Colegas encontram vestígios de calça jeans no equipamento, em Dois Córregos (SP)

Jair Aceituno, especial para o Estadão,

12 Outubro 2007 | 15h13

O operário Daniel Amaro da Silva, de 24 anos, que trabalhava no triturador de bagaços de cana da Usina Dois Córregos, do Grupo Cosan, no interior de São Paulo, está desaparecido desde quarta-feira, 10, quando cumpria o turno das 7 às 15 horas. Quando deram por sua falta, outros trabalhadores do setor pararam a máquina e passaram a procurá-lo. A maior probabilidade é que ele tenha caído ou pulado dentro do triturador.   Seus colegas recolheram pedaços minúsculos de brim, tecido de calças jeans, e de plástico preto e amarelo que podem ser da roupa e do capacete, além de materiais com a aparência de pele e osso humanos.   As amostras foram apreendidas pela polícia e remetidas ao Instituto Médico Legal, para identificação. O delegado José Carlos Freitas de Cara abriu inquérito para apurar o acontecido. Se os exames confirmarem que a pele ou o osso apreendidos pertencem ao operário, passará a investigar em que condições ocorreu o acidente, ouvindo outros empregados do setor e pessoas relacionadas ao trabalho e à vitima.   O Grupo Cosan, por sua assessoria de imprensa, trata o caso como desaparecimento, afirmando que aguarda as apurações policiais mas, antes disso, já acionou seu departamento de serviço social para amparar e atender a família da vítima.   Silva faz parte de um grupo de trabalhadores safristas vindo de Cupira (PE) para trabalhar na usina.

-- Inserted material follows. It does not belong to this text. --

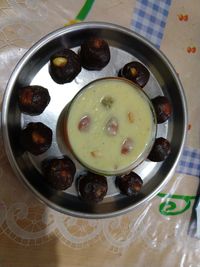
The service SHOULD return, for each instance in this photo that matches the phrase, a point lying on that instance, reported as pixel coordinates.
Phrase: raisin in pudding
(110, 126)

Era a primeira vez que trabalhava em São Paulo, e estava registrado na usina desde abril mas, segundo outros trabalhadores, dias atrás disse estar disposto a deixar o trabalho e voltar para o Nordeste.   O laudo do IML sobre o material colhido na usina deverá ser expedido nos próximos dias e, se confirmar serem pedaços da roupa e do corpo do operário, servirá de base legal para a declaração de sua morte e expedição do atestado de óbito.